For the record, there seems to be nothing approaching a standard in the dive community for cleaning and disinfecting “the Loop” after use; but here is the technique I NOW use… and from here on in this is the EVERY-time protocol.
Concentrate efforts on counter-lungs, corrugated hoses, connections and BOV including mouthpiece, but also be careful to clean the scrubber and head. Rinse whole issue with fresh, warm water. Remove excess water, spray with disinfectant (Virkon or RelyOn the fit-for-humans equivalent was the only one endorsed in a 2002 study conducted by the Canadian Military). Leave for 10 to 15 minutes, rinse and air dry then finish off with warm air from a small hand-held hair dryer. Store.
Now here is an additional protocol. If the unit has sat unused for more than a couple of weeks, spray once again immediately before use with disinfectant, let sit, rinse and shake out excess water, go use. Repeat as necessary.
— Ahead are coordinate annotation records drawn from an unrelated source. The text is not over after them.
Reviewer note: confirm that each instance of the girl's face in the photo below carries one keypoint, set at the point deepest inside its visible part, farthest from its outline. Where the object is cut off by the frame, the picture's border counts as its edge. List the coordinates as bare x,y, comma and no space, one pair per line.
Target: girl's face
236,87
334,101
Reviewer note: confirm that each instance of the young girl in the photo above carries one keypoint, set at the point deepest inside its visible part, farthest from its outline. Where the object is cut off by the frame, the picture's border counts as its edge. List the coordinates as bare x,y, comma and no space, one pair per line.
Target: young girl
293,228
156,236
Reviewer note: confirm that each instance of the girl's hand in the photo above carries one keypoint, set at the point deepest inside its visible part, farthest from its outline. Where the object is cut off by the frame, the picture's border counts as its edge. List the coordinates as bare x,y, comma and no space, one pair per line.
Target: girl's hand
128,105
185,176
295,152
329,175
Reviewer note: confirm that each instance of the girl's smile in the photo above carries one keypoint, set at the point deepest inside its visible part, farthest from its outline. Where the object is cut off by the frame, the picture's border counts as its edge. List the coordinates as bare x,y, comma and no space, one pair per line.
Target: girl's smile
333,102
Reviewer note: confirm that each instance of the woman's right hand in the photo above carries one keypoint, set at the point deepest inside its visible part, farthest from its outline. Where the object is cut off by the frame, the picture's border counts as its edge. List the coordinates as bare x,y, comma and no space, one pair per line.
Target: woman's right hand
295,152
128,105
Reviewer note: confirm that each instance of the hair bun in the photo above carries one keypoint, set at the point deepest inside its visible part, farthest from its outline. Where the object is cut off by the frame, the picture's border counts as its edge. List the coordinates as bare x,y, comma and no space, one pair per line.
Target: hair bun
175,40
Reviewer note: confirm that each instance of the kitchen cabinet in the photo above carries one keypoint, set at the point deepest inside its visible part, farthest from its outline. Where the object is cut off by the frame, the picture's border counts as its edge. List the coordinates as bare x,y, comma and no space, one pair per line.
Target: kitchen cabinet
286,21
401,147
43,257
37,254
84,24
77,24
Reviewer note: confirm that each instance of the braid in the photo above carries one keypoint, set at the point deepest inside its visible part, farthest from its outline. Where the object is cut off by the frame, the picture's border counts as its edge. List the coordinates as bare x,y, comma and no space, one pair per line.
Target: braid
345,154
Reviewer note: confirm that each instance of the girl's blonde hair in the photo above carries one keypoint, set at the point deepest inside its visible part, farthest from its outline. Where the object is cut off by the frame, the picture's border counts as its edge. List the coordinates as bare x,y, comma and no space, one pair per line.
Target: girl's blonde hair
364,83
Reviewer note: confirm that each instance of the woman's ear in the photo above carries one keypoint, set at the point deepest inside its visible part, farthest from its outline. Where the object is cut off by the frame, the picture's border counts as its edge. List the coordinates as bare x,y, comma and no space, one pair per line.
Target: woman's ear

Virkon S, RelyOn, TriGene (used by the Royal Navy) and Buddy Cleanse have all been highly recommended to me; I know that Virkon works (when you bother to use it). I have also used mouthwash to effect a quick and dirty clean up between dives, especially in fresh water which has the potential to harbor trace amounts of nasty little pathogens. However, alcohol-based mouthwash such as Listerine, does interact negatively with seals and other components so one has to be circumspect in its use.
I hope this little note helps you to avoid getting bugs in your breathing loop… because I have to tell you, this is one experience best enjoyed second-hand.